Play different notes. Are there any of the notes in the lick that you can change easily? Can you change a simple scale pattern into something with spicy intervals? Can you change a note every other time you play through the lick? Can you use string skipping to spice things up even more? Try to create at least 3 or 4 alternatives to the original lick by doing just this, then practice alternating between the different versions until it's easy.
3. Move it
Move it up the neck playing the same strings in different positions or move it up the strings in the same position. Or do both! Move it one step up the neck, then shift to a lower set of strings. Invent different sequences of moving the lick around. Then see if you can use the alternative patterns you developed under step one and mix it all together.
4. Change the scale
Play the lick in a totally different scale. Go from playing A-minor to A-blues, and then back again. Go from playing the lick over the notes of a major scale to playing it over the notes of a diminished triad. The same lick can sound completely different when it's played in different scales and arppegios.
5. Use different techniques
Could you use tapping to spice the lick up? Could you play some of the notes with hammerons and pulloffs instead of alternate picking? And what new options does that give you? Could you convert the entire lick into a tapping exercise and play it with wide intervals?
The Key Question
A key question to focus on and remember is this: "What else can I easily do with this new skill I've aquired?" The key word is "easily". Whenever you have aquired one more skill there are a lot of things that becomes easier to play. Find them and your musical vocabulary will explode! And the more applications you find and practice, the better you get at all of them. Because it's basically the same thing that you are playing over and over again.
When I discovered this, I had a lot of undeveloped techniques lying dormant in my treasury. When I started to develop those, not only did my vocabulary explode I also started to develop "flow" when I played. Improvising also got a lot easier. It became a lot more fun to play because I had so many options.

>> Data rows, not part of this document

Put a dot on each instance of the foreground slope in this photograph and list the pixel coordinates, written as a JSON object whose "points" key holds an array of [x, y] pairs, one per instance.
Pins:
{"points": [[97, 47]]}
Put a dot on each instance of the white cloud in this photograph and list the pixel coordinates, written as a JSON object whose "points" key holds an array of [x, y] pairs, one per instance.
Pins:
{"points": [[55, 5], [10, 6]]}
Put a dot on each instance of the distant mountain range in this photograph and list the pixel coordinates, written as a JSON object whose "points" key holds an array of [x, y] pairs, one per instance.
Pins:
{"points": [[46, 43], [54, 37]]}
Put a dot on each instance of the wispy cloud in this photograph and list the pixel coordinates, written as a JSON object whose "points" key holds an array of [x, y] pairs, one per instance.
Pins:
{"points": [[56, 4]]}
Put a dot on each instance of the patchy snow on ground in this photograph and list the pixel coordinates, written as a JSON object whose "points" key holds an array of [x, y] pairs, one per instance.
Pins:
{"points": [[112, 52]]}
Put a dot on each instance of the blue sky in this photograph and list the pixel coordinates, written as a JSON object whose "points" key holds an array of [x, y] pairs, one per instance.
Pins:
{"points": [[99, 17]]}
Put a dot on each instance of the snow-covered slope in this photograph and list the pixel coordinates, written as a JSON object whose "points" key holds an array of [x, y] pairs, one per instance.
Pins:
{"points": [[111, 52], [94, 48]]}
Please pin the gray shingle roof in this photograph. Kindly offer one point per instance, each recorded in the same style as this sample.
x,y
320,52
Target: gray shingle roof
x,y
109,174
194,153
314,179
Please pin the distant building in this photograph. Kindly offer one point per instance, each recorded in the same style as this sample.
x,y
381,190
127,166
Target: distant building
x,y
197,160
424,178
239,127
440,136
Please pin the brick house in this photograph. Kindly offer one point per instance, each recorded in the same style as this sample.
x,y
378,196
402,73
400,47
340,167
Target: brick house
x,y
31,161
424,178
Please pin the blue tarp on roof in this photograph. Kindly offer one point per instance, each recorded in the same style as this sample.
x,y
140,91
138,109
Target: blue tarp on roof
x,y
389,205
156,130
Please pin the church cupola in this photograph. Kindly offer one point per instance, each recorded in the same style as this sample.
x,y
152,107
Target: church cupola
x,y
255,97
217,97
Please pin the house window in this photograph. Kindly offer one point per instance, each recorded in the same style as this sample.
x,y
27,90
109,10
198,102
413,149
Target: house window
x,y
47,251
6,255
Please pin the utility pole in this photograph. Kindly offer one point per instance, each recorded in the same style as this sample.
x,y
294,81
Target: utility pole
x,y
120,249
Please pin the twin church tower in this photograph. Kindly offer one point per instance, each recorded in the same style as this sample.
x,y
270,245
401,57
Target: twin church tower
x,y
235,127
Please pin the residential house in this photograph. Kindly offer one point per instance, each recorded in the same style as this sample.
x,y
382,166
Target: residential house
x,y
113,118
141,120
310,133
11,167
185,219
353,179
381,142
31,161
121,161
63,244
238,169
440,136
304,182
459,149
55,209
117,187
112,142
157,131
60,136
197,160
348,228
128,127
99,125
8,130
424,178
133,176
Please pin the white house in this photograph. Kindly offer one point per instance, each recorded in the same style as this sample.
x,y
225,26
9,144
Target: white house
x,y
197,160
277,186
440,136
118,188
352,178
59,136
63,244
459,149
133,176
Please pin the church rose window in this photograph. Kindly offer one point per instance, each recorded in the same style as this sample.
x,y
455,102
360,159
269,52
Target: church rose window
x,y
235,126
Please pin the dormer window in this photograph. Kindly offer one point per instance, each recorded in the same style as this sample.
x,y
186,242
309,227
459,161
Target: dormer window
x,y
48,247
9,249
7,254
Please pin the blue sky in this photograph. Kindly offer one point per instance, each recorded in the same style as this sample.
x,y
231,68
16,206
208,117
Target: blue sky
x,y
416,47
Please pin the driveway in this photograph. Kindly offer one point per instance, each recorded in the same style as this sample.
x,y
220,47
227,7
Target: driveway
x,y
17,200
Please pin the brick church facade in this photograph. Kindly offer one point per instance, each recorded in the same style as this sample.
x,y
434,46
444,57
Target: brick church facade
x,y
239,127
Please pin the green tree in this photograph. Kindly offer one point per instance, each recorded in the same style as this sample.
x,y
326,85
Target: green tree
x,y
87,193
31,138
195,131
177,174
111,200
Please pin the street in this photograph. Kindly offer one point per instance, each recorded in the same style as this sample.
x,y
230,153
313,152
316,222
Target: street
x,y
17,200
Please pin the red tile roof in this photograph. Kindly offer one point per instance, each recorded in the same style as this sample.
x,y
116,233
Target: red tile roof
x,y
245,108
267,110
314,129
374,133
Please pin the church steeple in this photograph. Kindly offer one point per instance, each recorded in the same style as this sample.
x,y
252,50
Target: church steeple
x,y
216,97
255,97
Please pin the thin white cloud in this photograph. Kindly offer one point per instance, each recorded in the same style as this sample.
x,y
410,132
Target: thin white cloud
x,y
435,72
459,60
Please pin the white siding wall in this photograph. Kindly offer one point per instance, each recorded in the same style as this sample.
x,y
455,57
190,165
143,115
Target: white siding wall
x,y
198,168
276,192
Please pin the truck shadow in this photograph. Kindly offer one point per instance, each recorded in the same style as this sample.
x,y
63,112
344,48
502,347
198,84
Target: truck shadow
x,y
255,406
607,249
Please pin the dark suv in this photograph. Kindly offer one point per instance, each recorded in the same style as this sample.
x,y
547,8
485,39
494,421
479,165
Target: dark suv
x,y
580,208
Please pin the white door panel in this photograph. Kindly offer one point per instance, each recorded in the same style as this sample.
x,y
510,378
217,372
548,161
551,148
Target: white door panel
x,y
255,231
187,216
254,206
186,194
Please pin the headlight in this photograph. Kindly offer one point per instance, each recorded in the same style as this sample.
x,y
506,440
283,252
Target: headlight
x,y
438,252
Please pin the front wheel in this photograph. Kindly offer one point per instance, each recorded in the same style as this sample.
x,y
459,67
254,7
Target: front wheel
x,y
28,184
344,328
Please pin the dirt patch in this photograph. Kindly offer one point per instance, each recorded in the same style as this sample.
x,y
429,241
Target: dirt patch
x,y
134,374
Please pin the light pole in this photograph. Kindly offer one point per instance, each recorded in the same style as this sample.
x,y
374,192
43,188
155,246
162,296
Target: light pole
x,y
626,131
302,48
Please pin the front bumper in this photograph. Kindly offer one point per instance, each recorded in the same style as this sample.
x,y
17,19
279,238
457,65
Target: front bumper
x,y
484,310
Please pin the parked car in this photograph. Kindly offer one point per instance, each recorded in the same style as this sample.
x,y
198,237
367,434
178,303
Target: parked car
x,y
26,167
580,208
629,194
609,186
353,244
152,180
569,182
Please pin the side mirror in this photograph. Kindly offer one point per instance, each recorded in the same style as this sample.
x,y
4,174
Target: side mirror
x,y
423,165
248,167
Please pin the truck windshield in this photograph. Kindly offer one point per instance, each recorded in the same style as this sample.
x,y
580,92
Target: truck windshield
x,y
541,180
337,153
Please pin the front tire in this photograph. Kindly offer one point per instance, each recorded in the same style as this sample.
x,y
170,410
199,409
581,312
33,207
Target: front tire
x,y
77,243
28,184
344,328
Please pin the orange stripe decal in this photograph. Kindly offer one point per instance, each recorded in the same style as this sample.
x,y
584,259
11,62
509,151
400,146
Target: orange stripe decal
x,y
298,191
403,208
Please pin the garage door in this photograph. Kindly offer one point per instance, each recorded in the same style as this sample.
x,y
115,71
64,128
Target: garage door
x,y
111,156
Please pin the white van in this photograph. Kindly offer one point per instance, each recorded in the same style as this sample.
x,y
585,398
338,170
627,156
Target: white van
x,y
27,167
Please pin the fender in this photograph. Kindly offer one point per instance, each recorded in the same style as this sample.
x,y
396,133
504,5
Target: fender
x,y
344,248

Apply it to scales and arpeggios
You can apply this powerfull principle to learning scale patterns as well. Instead of trying memorize 7 scale patterns in a week. Go for one instead. Then expand that pattern so it becomes a little bigger. Add som notes in the bottom and in the top. then expand further when you get a little bored. You can see a visual example of that here.
Your skills should develop like a circle that expands more and more, from the center and out. with every step you take the circle area expands exponentially. For every new thing you learn, you learn 10 other things and these things combine with the previous things you've learned, until you cannot believe the speed at which you develop and grow! This is for real. It's like, there's a point where you start getting better at a rate of 10 times than what you are used to. you start growing exponentially instead of linearly. The sooner you develop this as a habit of thinking and acting, the sooner you will reach that point.